Katz D A, Lynch M E, Littenberg B
Department of Medicine, White River Junction Veterans Administration Medical Center, Lebanon, New Hampshire, USA.
Am J Med. 1996 May;100(5):487-95. doi: 10.1016/s0002-9343(95)00016-x.
Although routine testing of hospitalized patients with diarrhea for Clostridium difficile cytotoxin has been advocated as a high-yield procedure, the rationale for this practice has been questioned. To target a low-yield subgroup for whom routine testing could be deferred, we derived a clinical decision rule for predicting results of the C difficile cytotoxin assay in hospitalized adults with diarrhea.
We hypothesized a priori that two variables, antibiotic use (within 30 days prior to testing) and history of significant diarrhea (new onset of > 3 partially formed or watery stools per 24 hour period), would be highly predictive of cytotoxin results, and obtained these data on 480 consecutive patients who underwent diagnostic testing for C difficile at a university hospital and affiliated Veterans Affairs medical center. For more detailed modelling, we recorded symptoms, signs, comorbidity, and other potential causes of diarrhea for 68 test positive patients (cases) and 265 randomly selected test negative patients (controls) within the study cohort.
The overall prevalence of positive cytotoxin assays was 14%. Prior antibiotic therapy (OR = 9.0, 95% CI 2.1-38.4), significant diarrhea (OR = 2.2, 95% CI 1.1-4.7), and abdominal pain (OR = 1.9, 95% CI 0.96-3.7) were independent predictors of cytotoxin assay results. The model discriminated patients with positive and negative assays with a receiver operating characteristic (ROC) area of 0.68; observed and predicted probabilities of a positive cytotoxin assay were well correlated over the entire range of observed probabilities (r2 = 0.86). A decision rule (defined as positive if prior antibiotic use and either significant diarrhea or abdominal pain are present) demonstrated sensitivity and specificity of 86 and 45%. When applied to the entire dataset (N = 480), a simplified a priori rule, defined as positive if both prior antibiotic use and history of significant diarrhea are present, demonstrated sensitivity, specificity, positive and negative predictive value of 80, 45, 18 and 94%, respectively (6% of those predicted to be cytotoxin-negative actually tested positive). Use of this rule would have averted 39% of cytotoxin assays in our study population.
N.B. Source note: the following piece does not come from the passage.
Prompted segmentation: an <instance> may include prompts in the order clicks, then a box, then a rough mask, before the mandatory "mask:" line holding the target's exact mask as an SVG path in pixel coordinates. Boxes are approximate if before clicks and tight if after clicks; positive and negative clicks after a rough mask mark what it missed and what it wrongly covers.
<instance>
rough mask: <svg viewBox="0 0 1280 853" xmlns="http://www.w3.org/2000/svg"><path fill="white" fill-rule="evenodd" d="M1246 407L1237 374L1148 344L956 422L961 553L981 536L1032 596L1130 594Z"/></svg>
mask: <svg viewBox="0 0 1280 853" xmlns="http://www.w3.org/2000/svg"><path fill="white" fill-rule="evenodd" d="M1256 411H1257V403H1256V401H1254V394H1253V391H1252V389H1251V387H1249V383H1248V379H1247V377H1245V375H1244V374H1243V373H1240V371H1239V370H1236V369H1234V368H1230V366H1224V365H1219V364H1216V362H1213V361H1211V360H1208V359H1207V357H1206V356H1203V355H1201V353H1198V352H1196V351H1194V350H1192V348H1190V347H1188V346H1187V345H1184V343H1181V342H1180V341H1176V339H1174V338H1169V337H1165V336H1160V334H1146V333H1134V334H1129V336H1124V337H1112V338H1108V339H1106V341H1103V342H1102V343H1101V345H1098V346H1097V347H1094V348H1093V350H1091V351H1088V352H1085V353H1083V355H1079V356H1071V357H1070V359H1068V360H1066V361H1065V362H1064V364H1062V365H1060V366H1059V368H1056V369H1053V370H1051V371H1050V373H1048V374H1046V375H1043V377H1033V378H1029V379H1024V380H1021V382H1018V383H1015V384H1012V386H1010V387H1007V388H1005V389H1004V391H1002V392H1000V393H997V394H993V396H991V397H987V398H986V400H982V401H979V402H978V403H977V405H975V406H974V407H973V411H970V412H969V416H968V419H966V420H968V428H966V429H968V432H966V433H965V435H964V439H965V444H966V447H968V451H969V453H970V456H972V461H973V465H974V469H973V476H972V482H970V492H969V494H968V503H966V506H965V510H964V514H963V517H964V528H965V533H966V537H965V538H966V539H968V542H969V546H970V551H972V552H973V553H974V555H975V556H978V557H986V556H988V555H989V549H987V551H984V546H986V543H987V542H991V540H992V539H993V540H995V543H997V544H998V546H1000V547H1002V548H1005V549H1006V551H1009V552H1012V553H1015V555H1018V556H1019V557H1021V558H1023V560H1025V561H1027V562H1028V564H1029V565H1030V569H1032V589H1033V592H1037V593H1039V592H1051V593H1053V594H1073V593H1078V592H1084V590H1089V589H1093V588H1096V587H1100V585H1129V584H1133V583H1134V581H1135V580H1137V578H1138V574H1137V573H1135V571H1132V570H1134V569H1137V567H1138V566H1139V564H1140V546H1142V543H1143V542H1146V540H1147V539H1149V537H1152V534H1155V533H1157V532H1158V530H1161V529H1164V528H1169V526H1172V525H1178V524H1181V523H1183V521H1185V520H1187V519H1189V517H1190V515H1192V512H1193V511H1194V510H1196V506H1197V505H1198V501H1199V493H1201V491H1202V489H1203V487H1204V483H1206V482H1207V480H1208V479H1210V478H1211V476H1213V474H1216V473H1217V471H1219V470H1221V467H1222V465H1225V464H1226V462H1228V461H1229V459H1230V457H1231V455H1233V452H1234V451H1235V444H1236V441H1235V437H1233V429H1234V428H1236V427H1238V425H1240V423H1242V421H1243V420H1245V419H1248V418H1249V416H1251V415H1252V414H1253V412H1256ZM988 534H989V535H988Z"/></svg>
Patients without prior antibiotic use and either significant diarrhea or abdominal pain are unlikely to have positive C difficile cytotoxin assay results, and may not routinely require cytotoxin testing.
尽管有人主张对住院腹泻患者进行艰难梭菌细胞毒素的常规检测是一项高收益的检查,但这种做法的理论依据受到了质疑。为了确定一个可以推迟常规检测的低收益亚组,我们制定了一项临床决策规则,用于预测成年住院腹泻患者艰难梭菌细胞毒素检测的结果。
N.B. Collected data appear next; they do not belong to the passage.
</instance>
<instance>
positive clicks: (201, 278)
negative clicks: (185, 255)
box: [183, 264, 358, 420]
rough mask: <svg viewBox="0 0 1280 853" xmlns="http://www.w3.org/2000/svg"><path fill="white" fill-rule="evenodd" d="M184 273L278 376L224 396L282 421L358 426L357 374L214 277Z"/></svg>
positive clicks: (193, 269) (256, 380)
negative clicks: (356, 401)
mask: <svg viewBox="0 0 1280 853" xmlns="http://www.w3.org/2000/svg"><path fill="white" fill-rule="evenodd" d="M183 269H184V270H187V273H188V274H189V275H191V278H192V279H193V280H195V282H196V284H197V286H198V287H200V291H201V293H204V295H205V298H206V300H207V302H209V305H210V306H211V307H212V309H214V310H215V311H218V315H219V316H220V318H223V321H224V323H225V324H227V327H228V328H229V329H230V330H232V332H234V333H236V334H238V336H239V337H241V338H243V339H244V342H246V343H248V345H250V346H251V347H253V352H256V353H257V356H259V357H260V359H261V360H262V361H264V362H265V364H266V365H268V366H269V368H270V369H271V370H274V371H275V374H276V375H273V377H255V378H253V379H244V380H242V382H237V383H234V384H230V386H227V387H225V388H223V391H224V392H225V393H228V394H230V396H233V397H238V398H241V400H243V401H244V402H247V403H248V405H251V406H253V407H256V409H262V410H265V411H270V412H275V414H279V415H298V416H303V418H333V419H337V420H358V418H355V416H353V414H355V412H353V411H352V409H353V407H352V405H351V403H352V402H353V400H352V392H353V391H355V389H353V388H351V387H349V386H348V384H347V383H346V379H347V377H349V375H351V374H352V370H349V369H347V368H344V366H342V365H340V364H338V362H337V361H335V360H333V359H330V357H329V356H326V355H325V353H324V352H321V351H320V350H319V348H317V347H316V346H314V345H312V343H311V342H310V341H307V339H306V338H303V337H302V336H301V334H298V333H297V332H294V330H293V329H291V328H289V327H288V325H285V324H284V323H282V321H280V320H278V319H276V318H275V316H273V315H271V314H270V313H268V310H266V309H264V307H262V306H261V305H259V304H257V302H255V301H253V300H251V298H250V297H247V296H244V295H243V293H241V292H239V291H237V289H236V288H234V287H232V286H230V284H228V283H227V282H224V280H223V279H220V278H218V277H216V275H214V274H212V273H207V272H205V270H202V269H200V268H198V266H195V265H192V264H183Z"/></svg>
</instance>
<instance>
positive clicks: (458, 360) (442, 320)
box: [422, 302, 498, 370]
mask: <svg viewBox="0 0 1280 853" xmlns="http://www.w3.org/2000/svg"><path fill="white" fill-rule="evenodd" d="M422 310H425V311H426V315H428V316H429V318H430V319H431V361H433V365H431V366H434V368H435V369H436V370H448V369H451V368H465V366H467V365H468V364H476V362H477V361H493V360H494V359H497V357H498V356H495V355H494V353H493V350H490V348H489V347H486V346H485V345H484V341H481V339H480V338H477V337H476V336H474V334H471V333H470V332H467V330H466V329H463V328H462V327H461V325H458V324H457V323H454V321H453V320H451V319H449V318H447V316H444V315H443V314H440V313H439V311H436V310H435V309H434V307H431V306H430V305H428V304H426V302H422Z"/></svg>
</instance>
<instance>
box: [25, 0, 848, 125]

我们预先假设两个变量,即抗生素使用情况(检测前30天内)和严重腹泻病史(每24小时出现3次以上部分成形或水样大便的新发病例),将能高度预测细胞毒素检测结果,并收集了在一所大学医院及其附属退伍军人事务医疗中心连续接受艰难梭菌诊断检测的480例患者的这些数据。为了进行更详细的建模,我们记录了研究队列中68例检测呈阳性的患者(病例)和265例随机选择的检测呈阴性的患者(对照)的症状、体征、合并症以及其他腹泻的潜在原因。
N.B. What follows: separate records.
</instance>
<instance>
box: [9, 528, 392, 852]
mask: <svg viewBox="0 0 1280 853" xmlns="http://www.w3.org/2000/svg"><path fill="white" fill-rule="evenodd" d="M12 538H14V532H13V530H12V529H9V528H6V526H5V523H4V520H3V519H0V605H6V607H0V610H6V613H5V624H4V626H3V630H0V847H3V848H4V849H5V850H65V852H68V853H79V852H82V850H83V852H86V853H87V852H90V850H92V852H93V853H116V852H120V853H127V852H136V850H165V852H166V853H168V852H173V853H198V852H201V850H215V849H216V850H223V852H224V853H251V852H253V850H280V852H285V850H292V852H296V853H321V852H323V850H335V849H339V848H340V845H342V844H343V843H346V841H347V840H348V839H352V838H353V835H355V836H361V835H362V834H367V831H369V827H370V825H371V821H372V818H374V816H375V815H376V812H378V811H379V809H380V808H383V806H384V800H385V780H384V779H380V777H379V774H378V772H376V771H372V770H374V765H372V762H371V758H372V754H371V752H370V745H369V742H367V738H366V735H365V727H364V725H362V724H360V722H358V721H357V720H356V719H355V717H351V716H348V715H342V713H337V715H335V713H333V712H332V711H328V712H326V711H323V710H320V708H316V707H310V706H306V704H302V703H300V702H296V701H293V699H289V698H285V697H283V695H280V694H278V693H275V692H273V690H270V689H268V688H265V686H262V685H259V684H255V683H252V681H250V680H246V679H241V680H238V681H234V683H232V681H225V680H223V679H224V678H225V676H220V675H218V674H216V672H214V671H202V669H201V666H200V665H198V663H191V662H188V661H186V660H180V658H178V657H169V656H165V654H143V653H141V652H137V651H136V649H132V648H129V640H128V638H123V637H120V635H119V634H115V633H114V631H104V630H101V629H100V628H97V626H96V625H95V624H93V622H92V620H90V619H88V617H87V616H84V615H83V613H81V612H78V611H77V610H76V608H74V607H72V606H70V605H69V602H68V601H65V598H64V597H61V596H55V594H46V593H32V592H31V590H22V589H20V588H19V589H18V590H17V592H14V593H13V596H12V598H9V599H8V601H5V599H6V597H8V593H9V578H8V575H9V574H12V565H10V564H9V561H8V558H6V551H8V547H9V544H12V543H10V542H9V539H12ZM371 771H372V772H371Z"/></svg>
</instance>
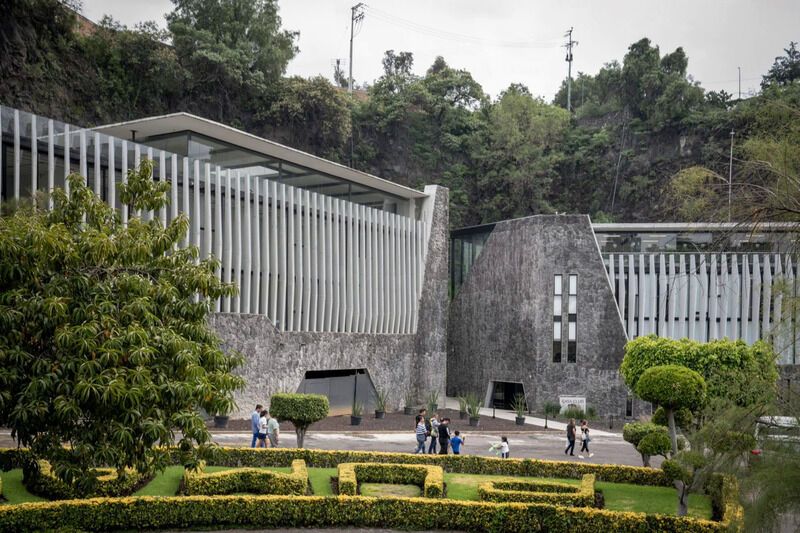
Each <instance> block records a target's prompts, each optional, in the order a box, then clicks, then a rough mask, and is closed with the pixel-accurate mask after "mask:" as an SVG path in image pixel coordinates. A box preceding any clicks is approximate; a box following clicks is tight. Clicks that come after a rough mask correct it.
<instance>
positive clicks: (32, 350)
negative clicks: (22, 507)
mask: <svg viewBox="0 0 800 533" xmlns="http://www.w3.org/2000/svg"><path fill="white" fill-rule="evenodd" d="M151 170H152V163H151V162H150V161H148V160H145V161H143V162H142V164H141V167H140V169H139V170H137V171H131V172H130V173H129V175H128V182H127V183H126V184H122V185H121V188H120V198H121V199H122V201H123V202H124V203H125V204H127V205H129V206H130V208H131V211H130V212H131V214H132V217H131V218H130V219H129V220H128V222H127V224H123V223H122V222H121V221H120V219H119V217H118V216H117V214H116V212H115V211H114V210H112V209H111V208H110V207H109V206H108V205H107V204H106V203H105V202H103V200H102V199H100V198H98V197H96V196H95V195H94V194H93V193H92V191H91V190H90V189H89V188H88V187H87V186H86V185H84V179H83V178H81V177H80V176H78V175H72V176H70V177H69V178H68V179H69V183H70V186H71V191H70V194H69V196H68V195H67V194H66V193H65V192H64V190H63V189H56V190H55V192H54V194H53V197H52V200H53V209H52V210H50V211H46V210H42V209H35V208H33V207H28V208H21V209H19V210H18V211H16V212H15V213H14V214H12V215H7V216H4V217H2V218H0V426H4V427H8V428H10V429H11V432H12V436H13V437H14V438H15V439H16V440H17V442H18V443H19V444H20V445H21V446H26V447H28V448H29V449H30V451H31V458H32V459H39V458H44V459H47V460H48V461H50V463H51V464H52V465H53V467H54V471H55V472H56V474H57V475H58V476H60V477H61V478H63V479H64V480H66V481H69V482H73V481H77V482H79V483H88V484H91V483H92V475H93V474H92V473H91V472H92V470H91V467H95V466H111V467H114V468H116V469H118V470H120V471H121V470H122V469H124V468H126V467H133V468H136V469H137V470H139V471H141V472H150V471H152V470H153V469H155V468H162V467H164V466H165V465H166V464H167V452H166V450H165V449H163V448H161V447H160V446H167V445H171V444H174V443H175V441H176V438H177V444H178V446H179V447H180V449H181V451H182V452H184V458H183V459H184V460H185V461H187V462H188V463H192V462H194V461H196V460H197V458H198V457H199V456H200V455H202V454H203V453H204V452H205V451H206V449H207V448H208V446H209V444H210V435H209V432H208V430H207V429H206V426H205V424H204V421H203V419H202V417H201V416H200V413H199V410H200V409H205V410H206V411H207V412H210V413H216V412H228V411H230V410H231V409H232V407H233V400H232V393H233V391H234V390H235V389H236V388H237V387H240V386H241V385H242V383H243V382H242V379H241V378H239V377H237V376H234V375H233V374H232V373H231V371H232V370H234V368H235V367H236V366H237V365H238V364H239V363H240V358H239V357H238V356H235V355H229V354H226V353H225V352H224V351H223V350H222V349H221V348H220V343H221V341H220V339H219V338H218V337H217V336H216V334H215V333H214V332H213V331H212V330H211V329H210V328H209V326H208V325H207V324H206V316H207V314H208V313H209V312H210V306H211V304H212V303H213V302H214V301H215V300H216V299H217V298H219V297H222V296H230V295H232V294H234V293H235V287H233V286H231V285H225V284H223V283H222V282H220V281H219V278H218V277H217V275H216V274H215V270H216V269H217V268H218V266H219V264H218V261H217V260H216V259H213V258H212V259H207V260H203V261H200V262H199V263H198V262H197V257H198V251H197V249H196V248H194V247H190V248H187V249H183V250H178V249H177V244H178V243H179V242H180V241H181V240H182V238H183V236H184V235H185V233H186V231H187V228H188V219H187V218H186V217H185V216H184V215H181V216H179V217H178V218H176V219H175V220H173V221H172V222H170V223H169V225H167V227H163V226H161V224H160V222H159V221H158V220H152V221H149V222H147V221H145V220H144V219H143V218H140V217H139V216H138V215H137V214H138V213H140V212H142V211H147V210H154V209H158V208H160V207H162V206H164V205H165V204H166V202H167V200H166V196H167V195H166V192H167V191H168V189H169V185H168V184H165V183H160V184H159V183H155V182H153V180H152V177H151ZM176 434H179V436H176ZM65 445H67V446H65Z"/></svg>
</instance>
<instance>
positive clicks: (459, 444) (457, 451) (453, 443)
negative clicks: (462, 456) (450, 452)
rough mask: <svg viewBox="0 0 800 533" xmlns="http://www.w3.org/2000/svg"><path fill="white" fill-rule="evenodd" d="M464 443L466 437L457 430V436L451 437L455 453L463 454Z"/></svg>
mask: <svg viewBox="0 0 800 533" xmlns="http://www.w3.org/2000/svg"><path fill="white" fill-rule="evenodd" d="M463 445H464V437H462V436H461V432H460V431H458V430H456V431H455V436H454V437H453V438H451V439H450V446H451V447H452V448H453V455H460V454H461V446H463Z"/></svg>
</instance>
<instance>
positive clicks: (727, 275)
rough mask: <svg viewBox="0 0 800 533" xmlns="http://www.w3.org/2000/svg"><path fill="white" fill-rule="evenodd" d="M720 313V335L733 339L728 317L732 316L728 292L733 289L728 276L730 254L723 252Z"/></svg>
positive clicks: (719, 284)
mask: <svg viewBox="0 0 800 533" xmlns="http://www.w3.org/2000/svg"><path fill="white" fill-rule="evenodd" d="M720 261H721V264H720V280H719V285H720V298H719V300H720V302H719V303H720V313H719V336H720V337H722V338H727V339H733V338H734V336H733V335H732V334H731V326H732V324H730V323H729V321H728V319H729V317H730V308H729V306H728V293H729V292H730V291H732V290H733V287H731V285H730V278H729V277H728V254H726V253H723V254H722V255H721V256H720Z"/></svg>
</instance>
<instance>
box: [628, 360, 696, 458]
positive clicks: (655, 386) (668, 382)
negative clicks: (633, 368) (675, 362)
mask: <svg viewBox="0 0 800 533" xmlns="http://www.w3.org/2000/svg"><path fill="white" fill-rule="evenodd" d="M636 394H638V395H639V397H640V398H641V399H643V400H645V401H647V402H652V403H656V404H658V405H660V406H661V407H663V408H664V411H665V412H666V414H667V421H668V423H669V434H670V439H671V441H672V454H673V455H674V454H676V453H678V441H677V431H676V428H675V425H676V424H675V411H676V410H678V409H689V410H697V409H699V408H700V407H701V406H702V405H703V402H704V401H705V397H706V382H705V380H704V379H703V376H701V375H700V374H698V373H697V372H695V371H694V370H692V369H690V368H686V367H685V366H679V365H662V366H655V367H653V368H650V369H648V370H646V371H645V372H644V373H643V374H642V376H641V377H640V378H639V381H638V383H637V385H636Z"/></svg>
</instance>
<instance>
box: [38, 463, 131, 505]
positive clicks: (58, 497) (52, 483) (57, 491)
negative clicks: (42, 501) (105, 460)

细胞毒素检测呈阳性的总体患病率为14%。既往抗生素治疗(比值比[OR]=9.0,95%可信区间[CI]2.1 - 38.4)、严重腹泻(OR = 2.2,95%CI 1.1 - 4.7)和腹痛(OR = 1.9,95%CI 0.96 - 3.7)是细胞毒素检测结果的独立预测因素。该模型区分检测呈阳性和阴性患者的受试者工作特征(ROC)曲线下面积为0.68;在整个观察概率范围内,细胞毒素检测呈阳性的观察概率和预测概率具有良好的相关性(r2 = 0.86)。一项决策规则(定义为如果存在既往抗生素使用且伴有严重腹泻或腹痛则为阳性)的敏感性和特异性分别为86%和45%。当应用于整个数据集(N = 480)时,一个简化的先验规则,定义为如果同时存在既往抗生素使用和严重腹泻病史则为阳性,其敏感性、特异性、阳性预测值和阴性预测值分别为80%、45%、18%和94%(在预测为细胞毒素阴性的患者中,6%实际检测为阳性)。在我们的研究人群中,使用该规则可避免39%的细胞毒素检测。
没有既往抗生素使用且没有严重腹泻或腹痛的患者不太可能有艰难梭菌细胞毒素检测阳性结果,可能不需要常规进行细胞毒素检测。